The proposal, which was developed by the police chief, city staff and the board, calls for the group to review and make recommendations regarding the complaint process and the board’s role in that process. The proposal lays out expectations regarding the work group’s purpose, membership in the work group and particulars of the process, including facilitation by a third party.

Under the city’s current complaint process, complaints against police filed both internally and by members of the public are investigated by the employee’s direct supervisor or by a division of the police department. The board only reviews complaints dealing with racial and other bias and only if the person involved decides to appeal the department’s decision. An appeal must be submitted in writing within 14 days to be valid. The board has never reviewed a complaint under the current process, and board members have previously called the process a “rubber stamp” and “window dressing” for the police department.

The scope of work outlined in the proposal comprises 10 elements. Those include assessing the existing complaint process to identify concerns and conflicts as well as opportunities to improve trust and transparency, and assessing the board’s role and authority in serving in an advisory, oversight and/or review capacity. Regarding membership, the proposal calls for the work group to consist of five residents representing diverse communities, three board members, the police chief, a member of police department command staff, and two police union members.

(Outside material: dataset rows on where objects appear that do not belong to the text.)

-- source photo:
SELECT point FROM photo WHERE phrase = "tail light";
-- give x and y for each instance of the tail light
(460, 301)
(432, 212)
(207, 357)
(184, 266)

City staff asked the commission to consider four questions regarding the formation of the work group. Those were whether the proposed scope of work meets the commission’s expectations; whether the commission agrees with the proposed membership; whether the commission supports hiring a third-party facilitator; and whether the commission would like to make any changes to the plan for public participation. Commissioners did not ask for any changes to the proposal, but did have some questions about the process.

Vice Mayor Lisa Larsen asked why the proposal called for two police department staff members and two police union members when the recommendation from the outside study called for only one representative for each of those groups. Assistant City Manager Brandon McGuire, who worked on the proposal, said the main reason was for “redundancy,” if for vacation or other reasons one person couldn’t be there, the group would still be represented. Larsen confirmed with McGuire that all four police department representatives would be voting members, and he added that the goal is for the group to work toward consensus recommendations as part of a collaborative process. Larsen said when it came to reaching a consensus, it would be vital that the facilitator was trained for such work.

The city anticipates it will cost $30,000 or less to hire a third-party facilitator for the work group. The proposal calls for a four-month time frame for the review once work group members and a facilitator are selected.